Ma qual è la ragione di questo masochismo? Semplice: la battaglia può essere vinta solo se la si fa tutti insieme perché chi pone freni avvantaggia il concorrente che non li ha ancora posti. E così l’Italia aspetta la Francia, che aspetta l’Inghilterra, che aspetta l’Irlanda.

Anche le grandi industrie usano i paradisi fiscali. Vi domiciliano, perlopiù, beni immateriali (marchi e brevetti) oppure attività di compravendita su larga scala. Vi accumulano profitti che non vengono distribuiti per evitarne la tassazione al momento del rimpatrio, attendendo la buona occasione di un cambio di legislazione che consenta una mitigata tassazione. Occasione che – la storia insegna – prima o poi si concretizza. Certo, la legislazione dei paesi cui dovrebbero tornare queste ricchezze ha creato svariate forme di difesa, ma i risultati appaiono davvero ancora troppo modesti.

Il paradiso dei ricchi e potenti

Diverso è, invece, il contesto dei ricchi e potenti. Qui si tratta di persone fisiche il cui obiettivo è spesso duplice. Da un lato, intendono evitare di pagare le tasse nel paese di serie A in cui dimorano. Dall’altro, sono molto più interessati – rispetto alle imprese – all’elemento della “discrezione” nella gestione delle proprie ricchezze. Il ricco e potente deve, infatti, tenere lontani i riflettori dal quanto e come accumula e rifugge la trasparenza sui suoi comportamenti come il veleno.

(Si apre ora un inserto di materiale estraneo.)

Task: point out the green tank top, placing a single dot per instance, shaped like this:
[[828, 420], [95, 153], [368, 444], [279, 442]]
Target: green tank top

Ma in quest’opera è, spesso, uno sprovveduto. Ed ecco che si materializzano schiere di professionisti (fiscalisti, avvocati, notai) ovvero banchieri di investimento privato che trovano per loro le soluzioni più appropriate. E sono società di paesi improbabili (Kenia, Uruguay, Samoa) con azioni al portatore, trust neozelandesi, mandati fiduciari o puri e semplici prestanome residenti in capo al mondo che prestano, appunto, il proprio nome per mestiere.

La complicità degli stati di provenienza dei ricchi e potenti è qui meno avvertita e, tutto sommato, più mirata al singolo individuo piuttosto che alla “categoria”. Le amministrazioni finanziarie competenti dovrebbero, infatti, mettere insieme il tenore di vita del singolo contribuente e confrontarlo con i redditi dichiarati (con un meccanismo analogo a quello del redditometro). L’attività potrebbe far emergere incongruenze fra le due grandezze e giustificare un accertamento di maggior reddito, ma non è detto che porti alla scoperta delle ricchezze possedute in paradisi fiscali. Per questi c’è forse una sola soluzione: la confisca (per equivalente) incondizionata – cioè sempre e comunque – di tutte le attività ivi detenute e non dichiarate.